10.3. ¿Pasa algo?

  • José Carlos Mariátegui

 

         1Suponíamos nosotros que el gobierno del señor Pardo vivía sin tribulaciones. Pensábamos que apenas si lo molestarían estos aviesos guarismos del superávit y de las amortizaciones que tienen afligido al señor Tudela y Varela. Y estábamos persuadidos de que, por consiguiente, el gobierno del señor Pardo era un gobierno venturoso en demasía. Sus cuentas –sus cuentas comparadas con las del gran capitán don Gonzalo Fernández de Córdoba para mayor fama de esta administración– no motivarían más que la salida de un ministro y la entrada de otro, acontecimiento vulgar, rutinario y minúsculo.
         Pero he aquí que nos hemos engañado.
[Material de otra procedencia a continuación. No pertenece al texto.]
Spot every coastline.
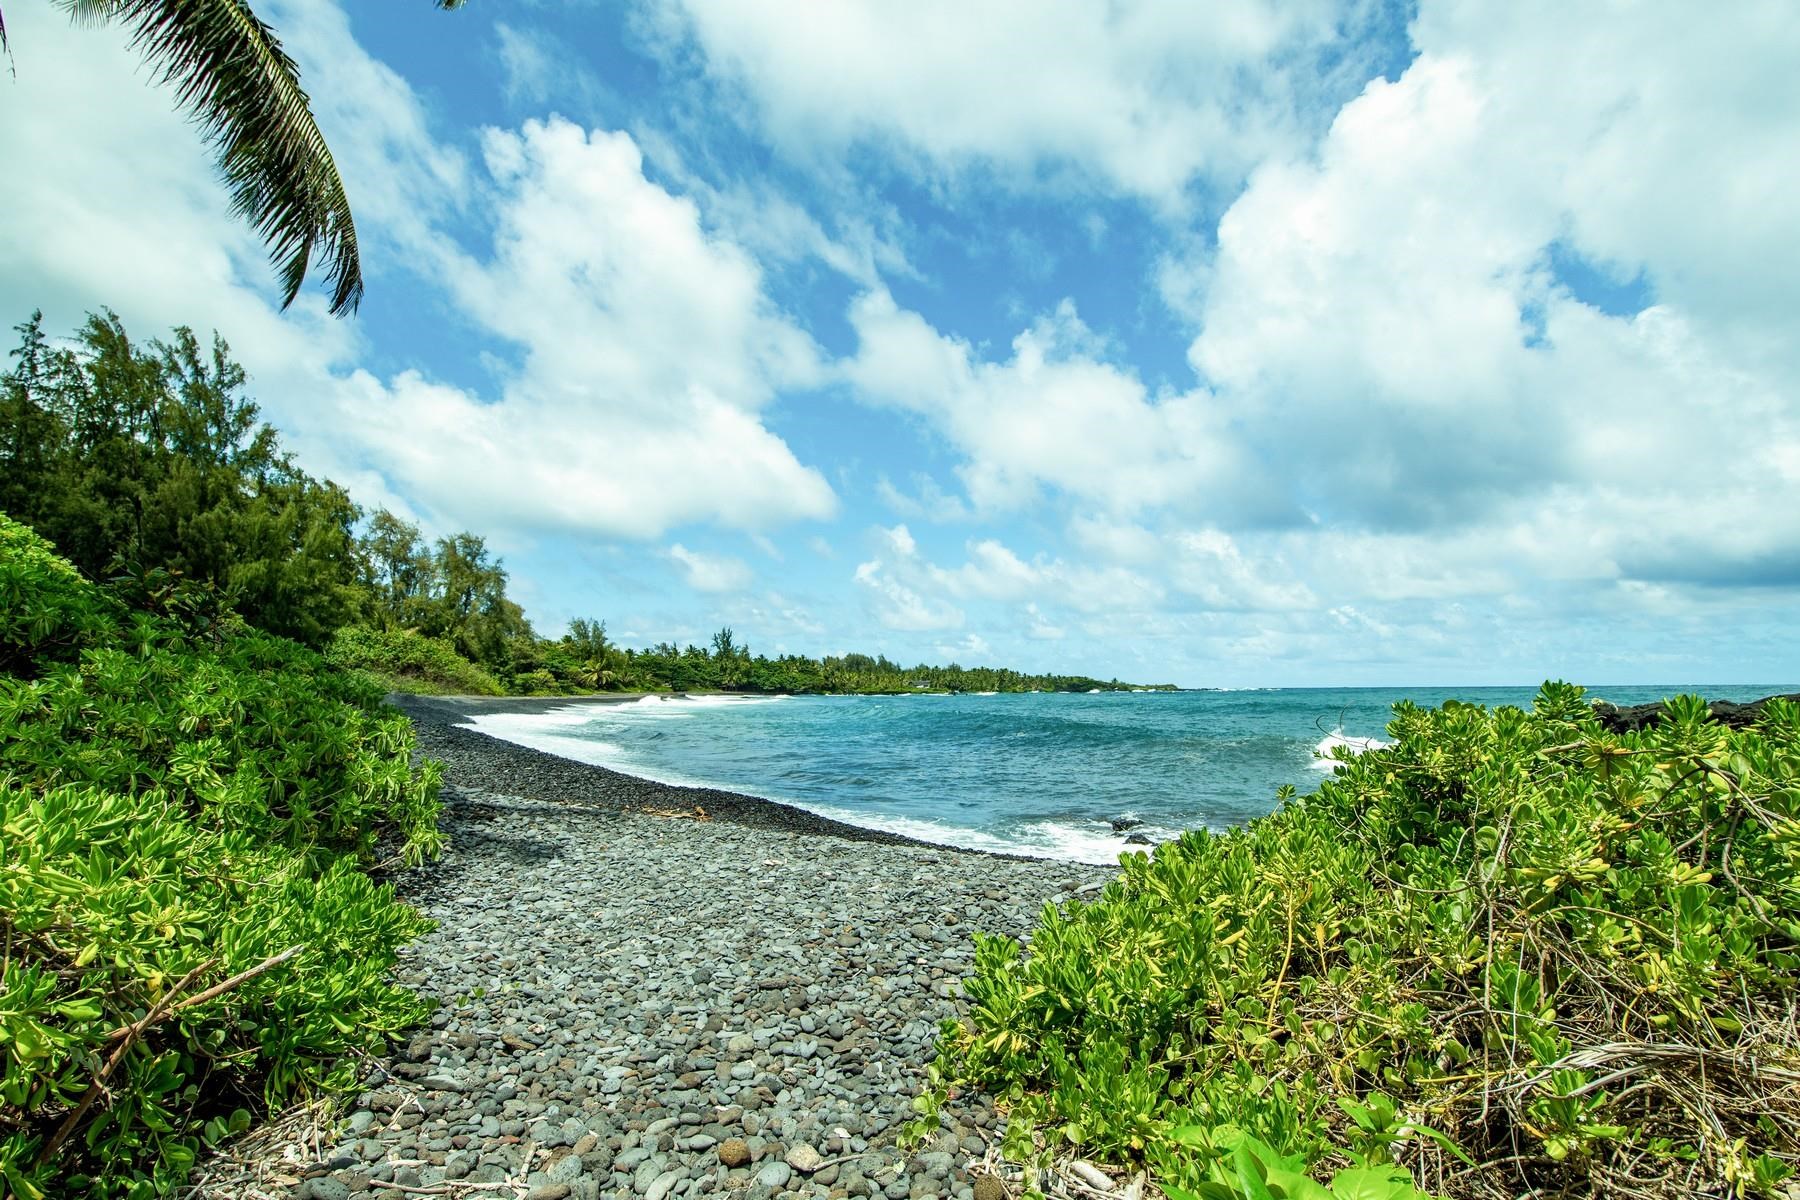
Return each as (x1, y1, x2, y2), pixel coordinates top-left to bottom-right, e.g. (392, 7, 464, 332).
(392, 693, 1050, 859)
(193, 696, 1113, 1200)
Ha entrado de repente a esta imprenta, a la estancia donde cotidianamente nos imaginamos que nuestro pensamiento se pone en mangas de camisa, el rumor de que el gobierno del señor Pardo es en estos momentos un gobierno alarmado.
         Sucesivas, pertinaces y autorizadas voces se han acercado a nosotros, solícitos recogedores de toda murmuración, de todo chisme y de toda sandez callejera, para aseverarnos:
         –¡El gobierno cree que se conspira!
         Asombrados y perplejos nos hemos negado a fiar en esta noticia. Hemos movido la cabeza y nos hemos sonreído de la afirmación ambulante. Y, luego, le hemos preguntado a una fotografía del testero desde la cual don Alberto Ulloa –sin barba, sin quevedos y cruzado de brazos– preside nuestros destinos y auspicia nuestras empresas:
         –Pero, ¿no se había acabado y a la época de las conspiraciones? ¿No se había acabado ya la época de los sustos y de las rondas? ¿No se había acabado esa época romántica y cambiadiza de la historia patria con la desaparición de aquel pierolismo listo siempre para montar a caballo y aparecer arremetedor y terrible en Zarumilla o en Locumba?
         Nada nos ha respondido la fotografía. Don Alberto Ulloa, cruzado de brazos, sin barba y sin quevedos, nos ha seguido mirando serena y tranquilamente. Nos hemos sentido lejos de toda palabra capaz de auxiliarnos y socorrernos.
         Y hemos tenido que creer en la afirmación ambulante de que el gobierno del señor Pardo es no solo un gobierno agobiado por la cornucopia del superávit sino también un gobierno agobiado por los presentimientos y por las desazones más conturbadoras. Está persuadido, tan persuadido como nosotros, de que ha pasado la era criolla de las inquietudes nocturnas. Sabe que han desaparecido esos hombres que durante luengos años de la historia de esta democracia de mestizos estuvieron permanentemente dispuestos a irse en un tren a la quebrada, vivero de todos los Mateo Vera que en el Perú han sido. Sin embargo, este gobierno no duerme tranquilo todas las noches porque de vez en cuando sospecha que hay en el país gentes descontentas y arteras que se están conchabando para derribarle.
         Habla la ciudad de que en los últimos días los hombres del gobierno han cogido el hilo de un complot. Agrega que se ha ordenado vigilancia y cautela a los mesnaderos, guardianes, soldados y servidores del Estado. Y se imagina al prefecto de Lima, libre de su sable de gendarme, corriendo a gatas por los techos de Palacio para seguir encontrando más hilos y más madejas.
         Hemos interrogado a algunas gentes:
         –¿Acaso se recela del ejército?
         –Alrededor del ejército ruedan los temores.
         –Entonces todo es una alarma originada por la carta de Leguía.
         –No; es una alarma anterior a la carta de Leguía. La carta de Leguía la ha ahondado no más. Ha llovido sobre mojado.
         Tanta persistencia ha concluido impresionándonos. Nos hemos convencido de que el gobierno del señor Pardo no duerme serena y sosegadamente todas las noches. Y hasta nos hemos preguntado si van a resucitar los días de las aprensiones y de los complots de antaño.
         Mas no hemos abandonado, sin embargo, nuestra persuasión permanente de que este es un gobierno feliz. Feliz, aunque a veces se asuste. Feliz porque, justamente, se asusta de serlo tanto. Y, por eso, su miedo, aunque haya que decirlo con una frase de teatro español, es el miedo de los felices. Que es lo que diríamos nosotros si fuésemos comediógrafos para intranquilidad de nuestra conciencia y agravamiento de todos nuestros pecados.